The 64-bit OS most likely to be found on your computer would be a 64-bit edition of Microsoft Vista or Windows Server 2008. XP has also had a 64-bit version available since 2001 and Windows 7 is a 64-bit OS.
Large Data Capabilities
The current versions of our Graphical User Interface (GUI) software are all 32-bit, although 64-bit versions are in the works. The good news is that you can run this 32-bit software on a 64-bit platform and access double to triple the amount of data than is possible on a 32-bit machine.
To upgrade to such a version all you have to do is:
Verify that you are running a 64-bit version of Windows.

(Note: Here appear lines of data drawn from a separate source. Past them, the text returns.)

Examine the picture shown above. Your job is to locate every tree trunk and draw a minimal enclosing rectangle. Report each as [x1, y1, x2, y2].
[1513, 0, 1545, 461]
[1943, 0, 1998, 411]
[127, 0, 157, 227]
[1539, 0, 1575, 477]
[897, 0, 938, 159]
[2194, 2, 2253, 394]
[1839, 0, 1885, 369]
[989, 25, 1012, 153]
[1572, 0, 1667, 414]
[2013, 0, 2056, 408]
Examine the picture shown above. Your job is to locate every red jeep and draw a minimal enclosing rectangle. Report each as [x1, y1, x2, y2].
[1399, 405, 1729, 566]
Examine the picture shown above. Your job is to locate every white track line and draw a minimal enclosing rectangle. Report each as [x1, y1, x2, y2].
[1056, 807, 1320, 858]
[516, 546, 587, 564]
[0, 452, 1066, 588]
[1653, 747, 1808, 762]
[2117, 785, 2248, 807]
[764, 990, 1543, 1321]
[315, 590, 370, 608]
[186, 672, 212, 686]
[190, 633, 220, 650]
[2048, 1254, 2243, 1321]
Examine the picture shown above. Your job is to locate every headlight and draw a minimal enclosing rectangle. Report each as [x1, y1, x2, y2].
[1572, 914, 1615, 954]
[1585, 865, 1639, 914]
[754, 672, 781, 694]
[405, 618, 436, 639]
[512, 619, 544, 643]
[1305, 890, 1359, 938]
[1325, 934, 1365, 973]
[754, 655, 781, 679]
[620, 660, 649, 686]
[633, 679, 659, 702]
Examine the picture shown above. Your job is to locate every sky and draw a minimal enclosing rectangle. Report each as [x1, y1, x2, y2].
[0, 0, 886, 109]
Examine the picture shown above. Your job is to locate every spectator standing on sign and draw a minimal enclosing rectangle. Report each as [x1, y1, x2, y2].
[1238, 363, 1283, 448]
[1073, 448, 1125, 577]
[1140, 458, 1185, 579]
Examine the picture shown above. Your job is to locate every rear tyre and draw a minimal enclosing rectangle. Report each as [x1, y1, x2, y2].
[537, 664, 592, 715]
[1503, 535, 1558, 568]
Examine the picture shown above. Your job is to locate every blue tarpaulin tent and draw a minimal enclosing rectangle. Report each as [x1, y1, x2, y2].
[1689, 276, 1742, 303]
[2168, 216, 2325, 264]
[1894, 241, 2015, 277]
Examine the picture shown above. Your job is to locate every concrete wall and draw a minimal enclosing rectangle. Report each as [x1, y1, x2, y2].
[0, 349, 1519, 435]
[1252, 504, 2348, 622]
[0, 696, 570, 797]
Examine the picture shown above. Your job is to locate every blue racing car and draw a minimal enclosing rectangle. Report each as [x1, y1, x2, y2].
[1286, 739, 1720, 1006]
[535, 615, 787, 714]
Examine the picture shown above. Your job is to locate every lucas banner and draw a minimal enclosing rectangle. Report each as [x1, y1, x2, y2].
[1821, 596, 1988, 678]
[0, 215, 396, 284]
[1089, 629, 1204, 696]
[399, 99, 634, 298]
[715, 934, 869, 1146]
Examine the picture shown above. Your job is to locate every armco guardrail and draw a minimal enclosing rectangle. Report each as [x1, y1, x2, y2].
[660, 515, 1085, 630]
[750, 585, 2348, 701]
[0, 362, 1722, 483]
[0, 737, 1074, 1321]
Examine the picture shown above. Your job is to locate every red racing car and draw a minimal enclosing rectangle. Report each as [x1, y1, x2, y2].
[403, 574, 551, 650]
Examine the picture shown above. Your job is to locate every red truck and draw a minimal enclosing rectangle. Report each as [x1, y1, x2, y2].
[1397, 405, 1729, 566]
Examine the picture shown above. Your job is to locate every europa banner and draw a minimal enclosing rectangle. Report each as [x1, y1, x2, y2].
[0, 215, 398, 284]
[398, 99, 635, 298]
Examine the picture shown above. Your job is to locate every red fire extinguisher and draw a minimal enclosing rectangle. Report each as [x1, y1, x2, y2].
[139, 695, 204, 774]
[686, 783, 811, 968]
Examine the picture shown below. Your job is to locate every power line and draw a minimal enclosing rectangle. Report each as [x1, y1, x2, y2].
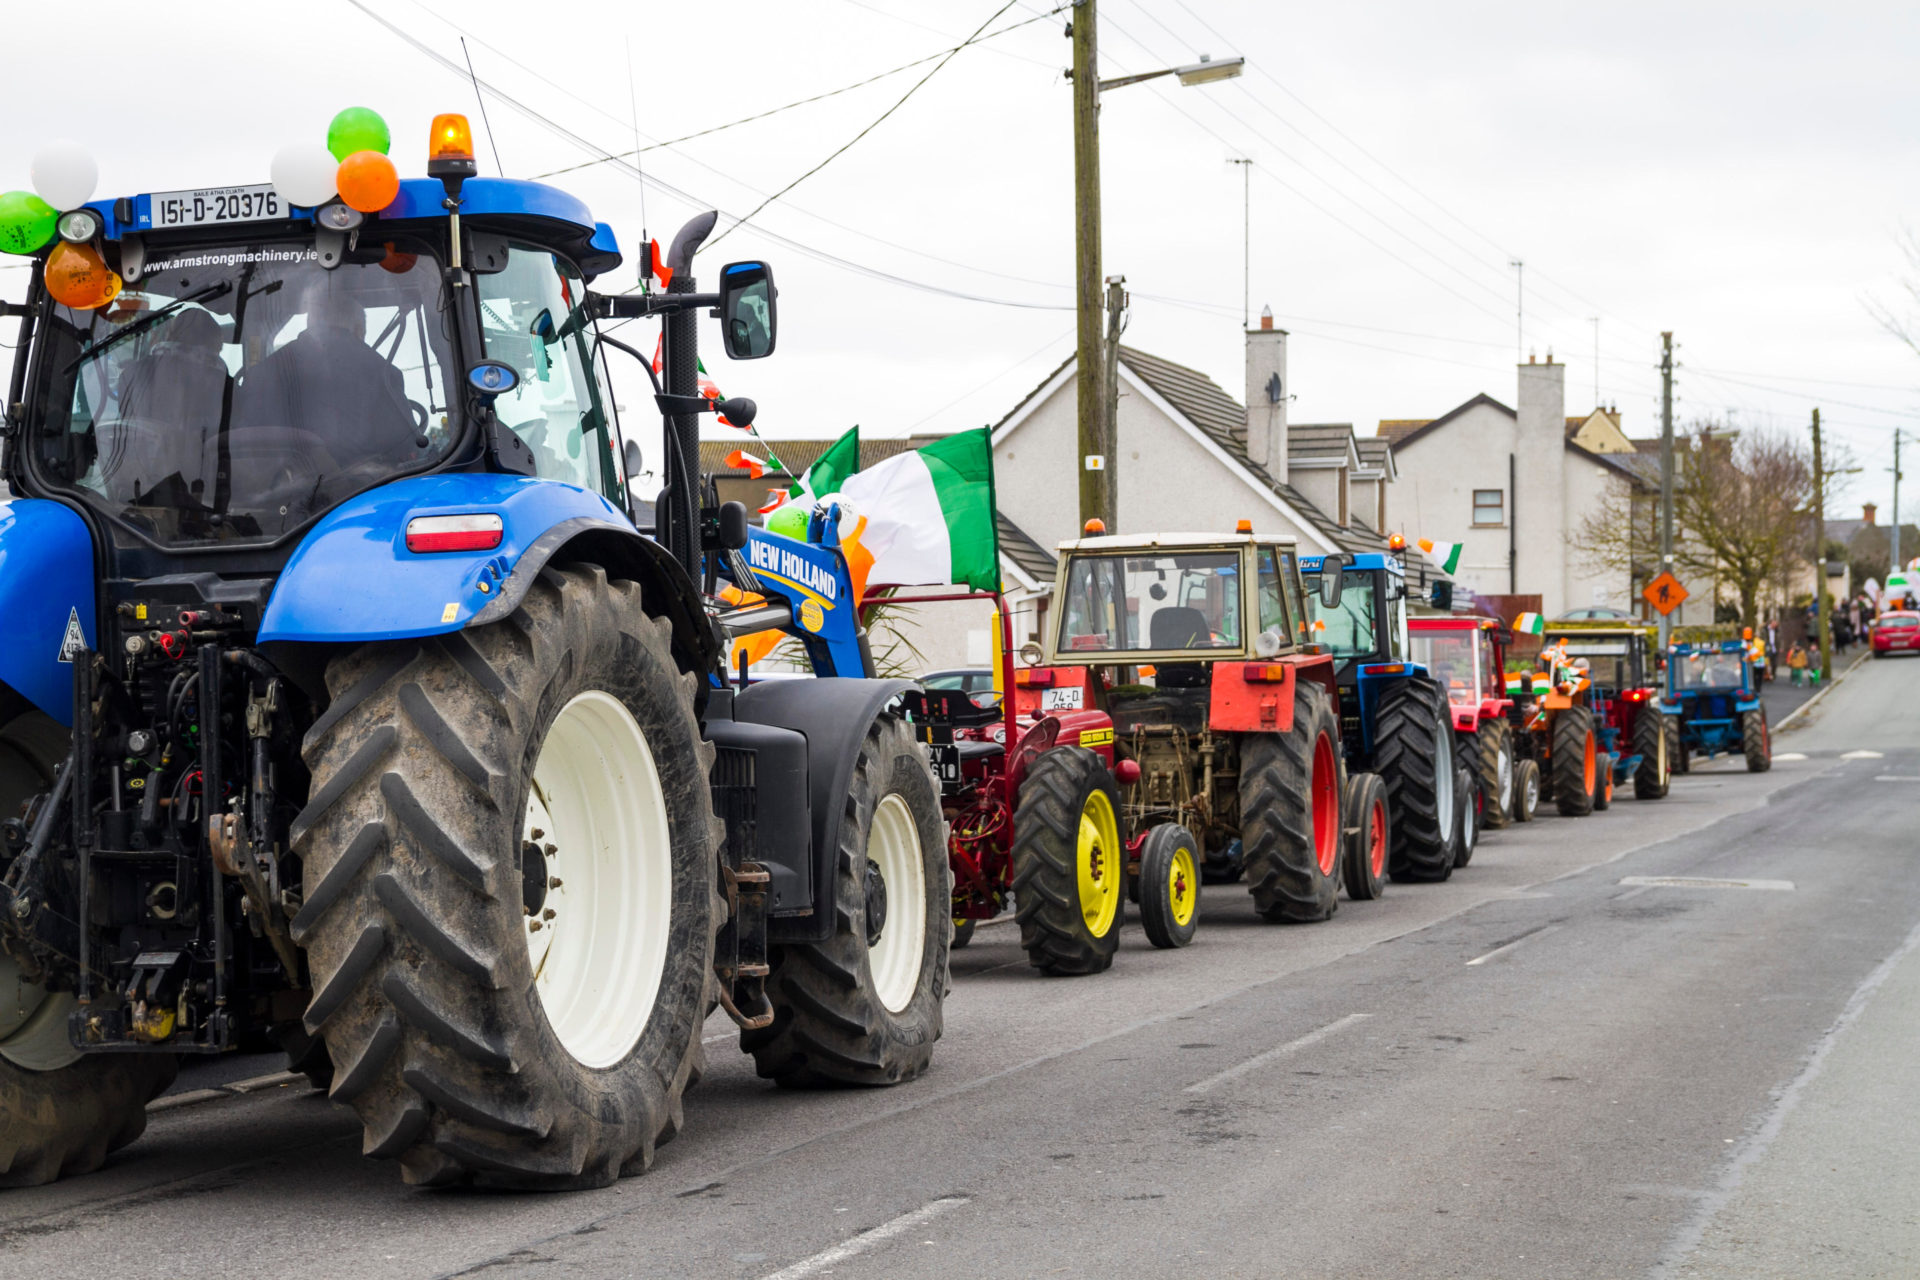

This could be a Windows Server, a 64-bit XP, a 64-bit VISTA, or windows 7.
Equip your machine with at least 4 GB RAM. Technically, you can work with less but you will get better performance with 4 GB.

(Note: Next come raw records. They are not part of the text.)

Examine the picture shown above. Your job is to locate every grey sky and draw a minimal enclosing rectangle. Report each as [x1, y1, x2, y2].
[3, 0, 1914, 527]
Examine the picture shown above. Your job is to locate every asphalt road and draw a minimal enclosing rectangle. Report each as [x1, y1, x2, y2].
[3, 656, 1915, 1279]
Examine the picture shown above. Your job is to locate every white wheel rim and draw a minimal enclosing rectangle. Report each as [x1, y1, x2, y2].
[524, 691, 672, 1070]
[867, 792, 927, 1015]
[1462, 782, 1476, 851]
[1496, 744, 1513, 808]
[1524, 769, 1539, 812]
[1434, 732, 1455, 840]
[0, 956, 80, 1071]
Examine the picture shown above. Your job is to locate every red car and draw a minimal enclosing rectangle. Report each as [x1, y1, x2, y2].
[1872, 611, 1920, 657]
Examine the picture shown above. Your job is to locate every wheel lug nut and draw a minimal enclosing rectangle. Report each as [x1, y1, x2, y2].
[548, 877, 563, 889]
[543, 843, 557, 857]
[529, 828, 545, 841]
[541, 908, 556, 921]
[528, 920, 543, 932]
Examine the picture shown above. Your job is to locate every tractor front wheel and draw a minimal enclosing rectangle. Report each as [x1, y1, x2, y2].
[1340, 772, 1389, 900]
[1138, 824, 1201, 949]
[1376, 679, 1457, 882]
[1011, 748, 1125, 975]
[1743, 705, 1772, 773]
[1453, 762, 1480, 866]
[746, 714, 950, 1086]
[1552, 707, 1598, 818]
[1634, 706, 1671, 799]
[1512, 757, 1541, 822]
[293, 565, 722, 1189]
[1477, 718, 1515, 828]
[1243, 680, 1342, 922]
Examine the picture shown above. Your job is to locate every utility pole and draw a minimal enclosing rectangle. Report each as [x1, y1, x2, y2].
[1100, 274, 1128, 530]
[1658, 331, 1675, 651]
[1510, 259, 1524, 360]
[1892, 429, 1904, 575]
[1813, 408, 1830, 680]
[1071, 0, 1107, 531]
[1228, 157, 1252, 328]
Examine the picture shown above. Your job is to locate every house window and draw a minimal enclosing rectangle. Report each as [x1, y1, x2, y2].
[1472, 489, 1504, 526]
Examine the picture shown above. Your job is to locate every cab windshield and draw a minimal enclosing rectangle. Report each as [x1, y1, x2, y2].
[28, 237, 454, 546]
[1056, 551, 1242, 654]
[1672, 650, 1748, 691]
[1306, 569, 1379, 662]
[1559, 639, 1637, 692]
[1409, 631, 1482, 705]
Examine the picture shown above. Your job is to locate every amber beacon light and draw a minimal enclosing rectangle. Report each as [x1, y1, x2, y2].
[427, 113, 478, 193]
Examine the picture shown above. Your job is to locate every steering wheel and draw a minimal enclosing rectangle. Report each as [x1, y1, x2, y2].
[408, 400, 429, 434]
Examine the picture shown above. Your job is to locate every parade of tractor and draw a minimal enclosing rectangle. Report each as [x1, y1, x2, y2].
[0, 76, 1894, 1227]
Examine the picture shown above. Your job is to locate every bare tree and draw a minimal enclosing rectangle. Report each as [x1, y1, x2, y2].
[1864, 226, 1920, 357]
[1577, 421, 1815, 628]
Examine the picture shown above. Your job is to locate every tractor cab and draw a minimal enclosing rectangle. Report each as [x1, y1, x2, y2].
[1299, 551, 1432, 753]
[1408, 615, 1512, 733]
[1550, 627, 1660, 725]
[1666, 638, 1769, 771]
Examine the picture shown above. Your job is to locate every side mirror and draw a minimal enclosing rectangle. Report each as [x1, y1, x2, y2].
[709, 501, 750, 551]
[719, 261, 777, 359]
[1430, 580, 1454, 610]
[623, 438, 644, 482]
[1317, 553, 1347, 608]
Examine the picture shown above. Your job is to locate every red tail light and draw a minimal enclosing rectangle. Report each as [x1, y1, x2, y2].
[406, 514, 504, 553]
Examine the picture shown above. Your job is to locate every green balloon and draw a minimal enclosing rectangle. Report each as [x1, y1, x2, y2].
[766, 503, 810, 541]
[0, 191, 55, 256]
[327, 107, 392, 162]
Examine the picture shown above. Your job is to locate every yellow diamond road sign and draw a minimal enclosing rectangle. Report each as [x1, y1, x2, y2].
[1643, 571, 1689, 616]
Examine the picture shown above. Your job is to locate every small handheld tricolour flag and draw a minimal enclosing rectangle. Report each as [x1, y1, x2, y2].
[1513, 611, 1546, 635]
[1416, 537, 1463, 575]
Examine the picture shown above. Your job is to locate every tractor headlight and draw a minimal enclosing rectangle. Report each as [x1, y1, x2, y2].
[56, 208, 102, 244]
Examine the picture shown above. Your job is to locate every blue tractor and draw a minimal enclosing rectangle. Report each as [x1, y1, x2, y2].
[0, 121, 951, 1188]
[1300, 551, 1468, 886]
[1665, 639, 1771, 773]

Contact Salford Systems to obtain the "64-bit aware" version of your software upgraded to permit larger training data sets. You ought to be able to work with 2-3 GB of training data, versus the 1 GB that is possible now.
That's all there is to it!
Technical Notes for Geeks
Our GUI apps (most of what we offer) are 32-bit Windows apps. While we do not currently offer a 64-bit GUI, in the interim, we do offer people who have 64-bit machines special versions of our 32-bit software that can run with considerably larger workspaces. We call these "64-bit aware" versions. Users ought to be able to work with training data sets that are two to three times larger than the capacity of our 1 GB versions.
These versions are provisional early releases, and may be subject to premium license pricing. Full 64-bit versions of our WINDOWS apps will probably first become available in June 2010. Salford Systems has no problem making them, but we rely on some third party software for report windows, grids controls, and graphs that are not yet 64-bit ready.
We also offer 64-bit versions of our software for Windows and selected varieties of UNIX (including Linux). These are text-based, command-oriented programs, primarily intended for batch-mode processing. Although these versions do not support graphical displays on their host Linux machines, if you download the grove files to a Windows machine you can access all the graphical displays in the Windows GUI. So long as you are comfortable with using a Windows PC for graphics and a Linux/UNIX server for number crunching you can enjoy the best of both worlds: huge training databases and superb graphical displays.